Joachim s'arrêta un instant , comme en pause, avec ses cadavres dans les mains, il se retourna et fixa sa mère, il n'avait aucune expression sur son visage. Il tendit calmement les mains vers sa mère, pour lui rapprocher ses créations de son visage.

"Elles n'iront nulle part."

Madeleine eut un moment de recule mais resta en équilibre. Elle hocha la tête en silence, et laissa le petit garçon ranger les animaux dans sa chambre. 

"J'ai faim."

Elle sursauta, regarda son fils, et hocha la tête une deuxième fois. Cependant elle ne s'exécuta pas immédiatement, elle ne voulait pas le quitter du regard. Elle avait l'impression d'avoir un inconnu avec elle, un inconnu monstrueux. Elle attendit qu'il quitte la pièce pour reprendre son souffle et éclater en sanglots. Une fois calmée elle prépara le dîner et tous les deux mangèrent en silence. L'heure de se coucher arriva, Joachim se lava les dents et s'allongea sans un bruit. Madeleine était à la porte de la chambre, elle le regardait se coucher, comme pour être sûre qu'il n'avait pas l'intention de l'attaquer pendant la nuit. Elle lui fit un signe de la main et après avoir éteint la lumière elle entendit dans la pénombre ces quelques mots: 

"A partir de maintenant je voudrais que tu m'aimes."

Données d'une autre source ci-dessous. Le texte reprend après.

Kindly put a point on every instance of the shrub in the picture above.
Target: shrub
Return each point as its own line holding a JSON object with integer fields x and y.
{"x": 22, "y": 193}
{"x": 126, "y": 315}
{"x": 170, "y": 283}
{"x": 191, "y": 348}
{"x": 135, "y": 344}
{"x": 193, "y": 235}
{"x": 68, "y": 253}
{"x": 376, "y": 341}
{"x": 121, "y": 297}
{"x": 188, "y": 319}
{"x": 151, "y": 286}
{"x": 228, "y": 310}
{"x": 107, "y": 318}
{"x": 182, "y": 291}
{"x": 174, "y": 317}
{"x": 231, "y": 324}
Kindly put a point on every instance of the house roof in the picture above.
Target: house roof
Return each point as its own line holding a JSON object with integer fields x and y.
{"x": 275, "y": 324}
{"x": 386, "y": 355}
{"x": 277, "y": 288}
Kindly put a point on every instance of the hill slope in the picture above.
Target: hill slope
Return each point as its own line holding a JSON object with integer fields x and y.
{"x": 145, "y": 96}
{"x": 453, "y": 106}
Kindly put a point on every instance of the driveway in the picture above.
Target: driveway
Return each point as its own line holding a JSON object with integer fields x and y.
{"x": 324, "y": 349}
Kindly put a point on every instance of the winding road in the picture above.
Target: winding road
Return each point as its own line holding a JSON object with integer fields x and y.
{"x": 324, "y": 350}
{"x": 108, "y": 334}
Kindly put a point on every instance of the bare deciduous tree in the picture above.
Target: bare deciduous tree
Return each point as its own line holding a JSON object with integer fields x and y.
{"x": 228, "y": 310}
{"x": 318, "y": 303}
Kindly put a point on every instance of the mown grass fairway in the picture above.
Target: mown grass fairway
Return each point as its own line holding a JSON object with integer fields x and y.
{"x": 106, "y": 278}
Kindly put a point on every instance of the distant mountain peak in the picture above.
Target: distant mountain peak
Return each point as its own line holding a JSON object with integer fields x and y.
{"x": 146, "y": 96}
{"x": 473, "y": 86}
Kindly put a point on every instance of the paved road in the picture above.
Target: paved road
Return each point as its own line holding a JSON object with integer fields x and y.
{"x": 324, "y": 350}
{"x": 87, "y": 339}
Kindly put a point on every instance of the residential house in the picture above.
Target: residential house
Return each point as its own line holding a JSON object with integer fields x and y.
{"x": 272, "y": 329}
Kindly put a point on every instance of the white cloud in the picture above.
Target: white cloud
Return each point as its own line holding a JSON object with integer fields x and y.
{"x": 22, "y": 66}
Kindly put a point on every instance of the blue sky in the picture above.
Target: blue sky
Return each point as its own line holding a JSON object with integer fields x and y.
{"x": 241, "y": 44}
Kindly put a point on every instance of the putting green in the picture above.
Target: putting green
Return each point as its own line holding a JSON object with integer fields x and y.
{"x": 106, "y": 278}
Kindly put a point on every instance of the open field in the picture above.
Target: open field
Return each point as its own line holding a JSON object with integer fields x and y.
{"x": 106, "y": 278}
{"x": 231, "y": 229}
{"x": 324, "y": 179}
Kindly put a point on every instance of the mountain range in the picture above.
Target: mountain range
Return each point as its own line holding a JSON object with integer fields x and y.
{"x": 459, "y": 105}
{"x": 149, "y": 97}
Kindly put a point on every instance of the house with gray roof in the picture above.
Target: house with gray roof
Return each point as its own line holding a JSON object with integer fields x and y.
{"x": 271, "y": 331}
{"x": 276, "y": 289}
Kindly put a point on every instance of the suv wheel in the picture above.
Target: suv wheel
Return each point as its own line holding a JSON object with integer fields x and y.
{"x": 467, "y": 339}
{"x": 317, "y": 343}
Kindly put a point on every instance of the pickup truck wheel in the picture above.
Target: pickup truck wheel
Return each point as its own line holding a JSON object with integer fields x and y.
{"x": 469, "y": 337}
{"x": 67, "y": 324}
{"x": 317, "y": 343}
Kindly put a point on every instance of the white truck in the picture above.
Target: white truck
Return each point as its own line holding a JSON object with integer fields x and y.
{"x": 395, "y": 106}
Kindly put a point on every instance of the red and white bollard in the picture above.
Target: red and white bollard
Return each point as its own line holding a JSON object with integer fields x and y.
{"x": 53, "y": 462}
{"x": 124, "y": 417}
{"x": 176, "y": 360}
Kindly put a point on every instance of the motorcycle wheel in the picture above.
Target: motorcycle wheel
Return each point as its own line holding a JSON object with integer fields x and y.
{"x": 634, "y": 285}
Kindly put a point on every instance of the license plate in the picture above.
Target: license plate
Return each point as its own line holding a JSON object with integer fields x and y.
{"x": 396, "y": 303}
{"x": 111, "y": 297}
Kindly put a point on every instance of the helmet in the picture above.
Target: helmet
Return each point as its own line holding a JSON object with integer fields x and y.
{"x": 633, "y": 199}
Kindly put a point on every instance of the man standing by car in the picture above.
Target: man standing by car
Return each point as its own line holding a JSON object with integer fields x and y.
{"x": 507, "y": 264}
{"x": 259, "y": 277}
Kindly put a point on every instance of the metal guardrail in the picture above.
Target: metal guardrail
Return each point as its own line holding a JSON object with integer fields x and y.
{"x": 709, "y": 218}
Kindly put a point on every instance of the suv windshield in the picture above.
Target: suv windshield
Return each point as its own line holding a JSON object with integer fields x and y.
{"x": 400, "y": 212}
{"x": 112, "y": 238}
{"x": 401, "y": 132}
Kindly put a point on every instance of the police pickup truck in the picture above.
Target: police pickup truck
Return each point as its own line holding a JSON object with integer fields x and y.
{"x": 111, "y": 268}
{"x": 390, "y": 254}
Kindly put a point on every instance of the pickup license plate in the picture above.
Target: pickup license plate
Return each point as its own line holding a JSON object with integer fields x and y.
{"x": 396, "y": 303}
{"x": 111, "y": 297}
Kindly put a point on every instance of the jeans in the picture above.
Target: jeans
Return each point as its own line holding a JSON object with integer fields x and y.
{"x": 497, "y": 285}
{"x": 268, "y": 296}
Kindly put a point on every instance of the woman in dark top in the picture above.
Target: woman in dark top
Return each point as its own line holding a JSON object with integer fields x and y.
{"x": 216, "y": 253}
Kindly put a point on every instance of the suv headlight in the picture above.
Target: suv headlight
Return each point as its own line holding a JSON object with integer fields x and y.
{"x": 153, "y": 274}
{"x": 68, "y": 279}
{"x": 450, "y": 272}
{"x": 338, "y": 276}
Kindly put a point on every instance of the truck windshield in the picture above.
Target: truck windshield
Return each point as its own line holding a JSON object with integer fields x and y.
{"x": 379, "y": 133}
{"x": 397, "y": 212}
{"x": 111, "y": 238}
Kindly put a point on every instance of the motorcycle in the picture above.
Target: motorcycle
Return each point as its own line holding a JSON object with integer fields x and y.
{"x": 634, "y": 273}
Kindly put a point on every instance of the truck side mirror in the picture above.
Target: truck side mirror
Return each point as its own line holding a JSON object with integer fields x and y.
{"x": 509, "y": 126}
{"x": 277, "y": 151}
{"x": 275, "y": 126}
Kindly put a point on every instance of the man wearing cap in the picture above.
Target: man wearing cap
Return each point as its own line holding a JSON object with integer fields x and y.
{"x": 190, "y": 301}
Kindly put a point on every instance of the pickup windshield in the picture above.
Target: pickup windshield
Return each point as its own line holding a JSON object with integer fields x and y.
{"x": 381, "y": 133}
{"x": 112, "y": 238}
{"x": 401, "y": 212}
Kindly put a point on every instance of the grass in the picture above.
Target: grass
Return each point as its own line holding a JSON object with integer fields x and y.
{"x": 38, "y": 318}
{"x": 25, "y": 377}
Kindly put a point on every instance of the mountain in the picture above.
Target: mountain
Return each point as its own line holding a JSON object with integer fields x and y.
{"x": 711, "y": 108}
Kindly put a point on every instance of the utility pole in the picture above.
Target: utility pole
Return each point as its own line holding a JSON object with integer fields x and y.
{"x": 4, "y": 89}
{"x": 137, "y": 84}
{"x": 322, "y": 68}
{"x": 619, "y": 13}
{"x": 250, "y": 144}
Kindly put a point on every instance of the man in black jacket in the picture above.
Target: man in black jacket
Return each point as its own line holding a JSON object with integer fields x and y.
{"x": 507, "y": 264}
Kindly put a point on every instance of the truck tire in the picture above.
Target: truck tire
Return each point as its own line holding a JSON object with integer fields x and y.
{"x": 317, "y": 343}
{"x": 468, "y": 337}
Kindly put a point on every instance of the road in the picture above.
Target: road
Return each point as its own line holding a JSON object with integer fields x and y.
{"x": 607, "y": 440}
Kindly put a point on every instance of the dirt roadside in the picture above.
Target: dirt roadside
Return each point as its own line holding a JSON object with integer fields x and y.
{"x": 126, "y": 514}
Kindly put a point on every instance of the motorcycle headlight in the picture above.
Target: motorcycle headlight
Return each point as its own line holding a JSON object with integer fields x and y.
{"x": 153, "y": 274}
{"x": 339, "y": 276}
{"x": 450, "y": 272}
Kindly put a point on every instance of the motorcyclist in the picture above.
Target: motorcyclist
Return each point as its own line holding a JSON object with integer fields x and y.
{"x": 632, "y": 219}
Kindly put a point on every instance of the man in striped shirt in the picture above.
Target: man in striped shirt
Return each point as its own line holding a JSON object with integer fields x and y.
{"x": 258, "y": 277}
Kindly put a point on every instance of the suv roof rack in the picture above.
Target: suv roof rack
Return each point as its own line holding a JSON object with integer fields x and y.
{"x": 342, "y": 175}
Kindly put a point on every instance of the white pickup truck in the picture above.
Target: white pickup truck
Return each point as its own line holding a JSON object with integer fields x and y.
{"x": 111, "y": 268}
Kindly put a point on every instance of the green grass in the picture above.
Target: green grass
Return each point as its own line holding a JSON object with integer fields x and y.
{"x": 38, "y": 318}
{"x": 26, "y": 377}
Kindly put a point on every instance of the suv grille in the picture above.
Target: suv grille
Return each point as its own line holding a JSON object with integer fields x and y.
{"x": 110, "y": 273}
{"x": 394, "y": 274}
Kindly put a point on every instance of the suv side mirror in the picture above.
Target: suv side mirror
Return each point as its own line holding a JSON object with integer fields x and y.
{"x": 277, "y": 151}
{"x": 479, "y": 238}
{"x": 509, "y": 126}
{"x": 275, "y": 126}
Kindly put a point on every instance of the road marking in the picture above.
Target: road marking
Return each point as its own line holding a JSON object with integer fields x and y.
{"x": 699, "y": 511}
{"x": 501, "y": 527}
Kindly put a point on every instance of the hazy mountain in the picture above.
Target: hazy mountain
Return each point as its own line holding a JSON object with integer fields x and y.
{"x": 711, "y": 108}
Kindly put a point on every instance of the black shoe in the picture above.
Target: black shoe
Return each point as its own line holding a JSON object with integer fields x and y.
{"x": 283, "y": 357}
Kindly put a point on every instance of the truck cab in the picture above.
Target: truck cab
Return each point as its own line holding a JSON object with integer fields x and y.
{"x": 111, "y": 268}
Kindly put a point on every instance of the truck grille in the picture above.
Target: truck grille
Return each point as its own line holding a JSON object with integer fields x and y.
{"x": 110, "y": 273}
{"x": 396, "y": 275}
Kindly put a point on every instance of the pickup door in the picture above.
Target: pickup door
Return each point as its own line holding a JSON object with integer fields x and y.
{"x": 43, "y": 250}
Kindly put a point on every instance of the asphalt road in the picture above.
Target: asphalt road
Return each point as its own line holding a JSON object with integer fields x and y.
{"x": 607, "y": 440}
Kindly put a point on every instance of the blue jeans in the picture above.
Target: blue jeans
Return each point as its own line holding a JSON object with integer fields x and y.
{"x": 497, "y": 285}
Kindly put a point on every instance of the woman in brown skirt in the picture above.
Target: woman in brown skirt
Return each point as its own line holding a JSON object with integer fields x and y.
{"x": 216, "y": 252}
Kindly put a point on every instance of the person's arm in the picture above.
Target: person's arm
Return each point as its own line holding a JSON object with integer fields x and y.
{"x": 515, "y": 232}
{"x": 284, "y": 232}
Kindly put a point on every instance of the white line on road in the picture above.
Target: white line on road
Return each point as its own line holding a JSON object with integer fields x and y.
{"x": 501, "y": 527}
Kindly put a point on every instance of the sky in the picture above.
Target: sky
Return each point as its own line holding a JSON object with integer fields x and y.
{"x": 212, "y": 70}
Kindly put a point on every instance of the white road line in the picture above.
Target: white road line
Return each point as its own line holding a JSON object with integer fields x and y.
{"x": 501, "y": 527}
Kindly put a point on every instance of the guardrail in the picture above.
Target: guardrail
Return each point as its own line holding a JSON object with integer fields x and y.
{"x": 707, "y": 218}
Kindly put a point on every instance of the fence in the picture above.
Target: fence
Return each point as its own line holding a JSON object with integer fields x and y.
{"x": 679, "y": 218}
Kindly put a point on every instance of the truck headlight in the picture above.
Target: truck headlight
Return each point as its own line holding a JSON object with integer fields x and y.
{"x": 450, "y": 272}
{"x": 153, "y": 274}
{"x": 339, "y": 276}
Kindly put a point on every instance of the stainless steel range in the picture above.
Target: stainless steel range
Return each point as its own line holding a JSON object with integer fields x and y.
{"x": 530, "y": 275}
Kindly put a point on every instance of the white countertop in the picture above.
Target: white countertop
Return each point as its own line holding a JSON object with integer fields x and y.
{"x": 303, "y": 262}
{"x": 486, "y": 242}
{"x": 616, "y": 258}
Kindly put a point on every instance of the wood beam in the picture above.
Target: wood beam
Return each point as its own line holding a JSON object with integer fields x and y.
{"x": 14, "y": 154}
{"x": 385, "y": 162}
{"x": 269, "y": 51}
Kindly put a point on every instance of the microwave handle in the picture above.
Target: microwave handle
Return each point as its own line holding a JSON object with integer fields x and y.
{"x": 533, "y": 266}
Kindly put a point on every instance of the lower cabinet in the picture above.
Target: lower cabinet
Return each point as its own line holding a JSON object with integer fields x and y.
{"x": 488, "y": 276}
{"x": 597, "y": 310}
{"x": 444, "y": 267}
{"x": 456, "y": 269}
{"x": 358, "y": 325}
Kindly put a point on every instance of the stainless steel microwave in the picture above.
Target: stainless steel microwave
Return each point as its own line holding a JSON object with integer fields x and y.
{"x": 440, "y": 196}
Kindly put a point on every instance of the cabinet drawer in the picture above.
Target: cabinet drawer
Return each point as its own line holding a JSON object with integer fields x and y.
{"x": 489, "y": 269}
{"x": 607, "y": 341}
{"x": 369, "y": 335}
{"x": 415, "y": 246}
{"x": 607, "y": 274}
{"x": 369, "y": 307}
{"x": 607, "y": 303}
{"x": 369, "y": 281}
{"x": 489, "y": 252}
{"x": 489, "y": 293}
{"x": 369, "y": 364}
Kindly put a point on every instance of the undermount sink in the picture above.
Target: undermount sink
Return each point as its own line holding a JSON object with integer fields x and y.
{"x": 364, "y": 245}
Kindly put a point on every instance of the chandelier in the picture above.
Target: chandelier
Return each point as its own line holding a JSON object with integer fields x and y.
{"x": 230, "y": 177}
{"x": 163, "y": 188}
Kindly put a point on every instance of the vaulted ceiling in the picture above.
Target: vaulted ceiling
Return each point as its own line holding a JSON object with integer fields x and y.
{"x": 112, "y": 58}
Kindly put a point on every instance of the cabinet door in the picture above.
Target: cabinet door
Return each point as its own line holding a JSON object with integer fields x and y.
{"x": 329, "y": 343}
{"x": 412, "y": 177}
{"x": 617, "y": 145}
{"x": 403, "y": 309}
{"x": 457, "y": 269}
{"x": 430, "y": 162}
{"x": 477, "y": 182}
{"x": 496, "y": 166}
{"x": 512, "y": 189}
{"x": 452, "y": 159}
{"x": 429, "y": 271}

Des larmes montèrent jusqu'au bords de ses yeux. Elle l'aimait, enfin elle le voulait, mais après toutes ces années de chagrin elle ne savait plus ce que c'était que d'aimer son enfant. Comment avait-elle pu oublié le bébé qu'elle avait tant adoré? Elle étouffa ses sanglots dans sa main et ferma la porte. Un tout nouveau Joachim venait de naître dans cette chambre, au milieu des animaux, des couteaux et des entrailles. Un nouveau Joachim qu'elle essaierait d'aimer, parce qu'elle n'en avait pas le choix.

Aimer ou être clouée au mur, voilà à quoi se résumait sa vie à présent.